Additional Information

Member is a candidate for bariatric surgery, as indicated by ALL of the following:
  • Tried and failed to achieve and maintain sufficient weight loss with nonsurgical treatment
  • Correctable cause for obesity not identified (e.g. hypothyroidism, Cushing syndrome)
  • Current substance abuse not identified
  • Not currently pregnant and no planned pregnancy within 18 months of surgery
  • Expectation that member has ability to adhere to postoperative care requirements (e.g. judged to be committed, and willing to participate and adhere to postoperative instructions)
  • No current untreated or uncontrolled eating disorder
  • No serious untreated or uncontrolled medical, psychiatric, psychosocial, or cognitive condition that would interfere with adherence to postoperative instructions and self-care
  • Receiving treatment in multidisciplinary program that can provide ALL of the following:
    • Preoperative medical consultation
    • Preoperative mental health consultation
    • Nutritional counseling
    • Exercise counseling
    • Support programs

Referrals & Authorizations

While Western Health Advantage is your health plan and we review prior authorization (pre-approval) for some services, certain covered services require prior authorization directly from your affiliated (assigned) medical group.
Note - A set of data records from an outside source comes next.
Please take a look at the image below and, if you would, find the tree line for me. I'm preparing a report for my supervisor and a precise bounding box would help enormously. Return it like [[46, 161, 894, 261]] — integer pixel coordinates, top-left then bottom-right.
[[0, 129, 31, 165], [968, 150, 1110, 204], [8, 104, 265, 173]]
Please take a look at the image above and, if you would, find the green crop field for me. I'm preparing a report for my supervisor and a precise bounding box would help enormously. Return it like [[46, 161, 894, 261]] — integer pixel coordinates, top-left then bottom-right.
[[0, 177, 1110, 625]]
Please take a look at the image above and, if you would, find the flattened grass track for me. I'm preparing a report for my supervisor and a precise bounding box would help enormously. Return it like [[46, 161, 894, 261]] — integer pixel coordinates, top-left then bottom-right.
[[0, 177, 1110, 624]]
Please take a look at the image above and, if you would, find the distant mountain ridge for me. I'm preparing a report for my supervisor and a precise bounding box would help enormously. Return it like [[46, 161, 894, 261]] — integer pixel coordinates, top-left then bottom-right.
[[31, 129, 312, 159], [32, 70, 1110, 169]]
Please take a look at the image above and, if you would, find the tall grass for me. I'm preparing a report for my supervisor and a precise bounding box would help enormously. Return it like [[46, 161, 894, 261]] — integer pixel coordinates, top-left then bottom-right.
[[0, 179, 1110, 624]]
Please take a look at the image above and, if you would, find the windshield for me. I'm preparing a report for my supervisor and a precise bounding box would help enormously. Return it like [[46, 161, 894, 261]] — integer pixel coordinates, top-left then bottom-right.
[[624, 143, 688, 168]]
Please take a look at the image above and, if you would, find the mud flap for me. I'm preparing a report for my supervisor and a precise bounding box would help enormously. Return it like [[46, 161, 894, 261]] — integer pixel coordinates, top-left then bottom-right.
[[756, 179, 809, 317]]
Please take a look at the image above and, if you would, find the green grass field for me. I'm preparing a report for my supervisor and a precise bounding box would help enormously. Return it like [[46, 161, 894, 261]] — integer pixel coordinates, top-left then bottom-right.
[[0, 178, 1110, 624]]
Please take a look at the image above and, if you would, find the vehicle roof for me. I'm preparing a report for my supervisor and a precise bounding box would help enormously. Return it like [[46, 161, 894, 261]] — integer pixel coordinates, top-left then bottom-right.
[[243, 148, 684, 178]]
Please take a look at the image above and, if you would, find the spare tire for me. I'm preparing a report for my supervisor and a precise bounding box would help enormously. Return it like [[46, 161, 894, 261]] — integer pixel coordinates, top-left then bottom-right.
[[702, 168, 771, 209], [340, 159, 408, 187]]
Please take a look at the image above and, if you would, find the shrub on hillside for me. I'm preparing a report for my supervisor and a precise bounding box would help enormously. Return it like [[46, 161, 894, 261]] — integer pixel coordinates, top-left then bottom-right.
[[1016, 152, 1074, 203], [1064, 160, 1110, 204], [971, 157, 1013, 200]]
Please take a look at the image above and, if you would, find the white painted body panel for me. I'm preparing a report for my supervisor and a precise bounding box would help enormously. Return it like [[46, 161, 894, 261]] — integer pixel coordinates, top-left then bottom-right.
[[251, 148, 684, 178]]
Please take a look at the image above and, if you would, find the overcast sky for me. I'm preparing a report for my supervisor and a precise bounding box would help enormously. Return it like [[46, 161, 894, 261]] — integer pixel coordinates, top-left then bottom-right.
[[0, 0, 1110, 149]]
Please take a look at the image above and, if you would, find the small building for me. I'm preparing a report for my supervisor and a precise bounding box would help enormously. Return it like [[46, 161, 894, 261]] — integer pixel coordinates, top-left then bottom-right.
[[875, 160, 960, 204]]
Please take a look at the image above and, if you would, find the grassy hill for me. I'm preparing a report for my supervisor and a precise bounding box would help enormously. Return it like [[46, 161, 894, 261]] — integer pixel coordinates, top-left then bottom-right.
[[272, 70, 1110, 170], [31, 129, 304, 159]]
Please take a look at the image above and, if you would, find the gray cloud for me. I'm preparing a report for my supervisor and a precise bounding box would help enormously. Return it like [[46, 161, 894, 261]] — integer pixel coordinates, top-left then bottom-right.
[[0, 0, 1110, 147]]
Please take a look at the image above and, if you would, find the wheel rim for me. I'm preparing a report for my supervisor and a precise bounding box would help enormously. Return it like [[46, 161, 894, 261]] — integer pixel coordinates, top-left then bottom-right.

This is required to make sure services are covered and paid for under your health plan benefits. 

Your Primary Care Physician should know when pre-approval is needed. PCP staff will notify your medical group or WHA when you need to see a specialist or get another service that requires pre-approval. Decisions are made by qualified medical professionals (doctors, pharmacists and nurses), but only experienced physicians and pharmacists can deny or modify a requested service.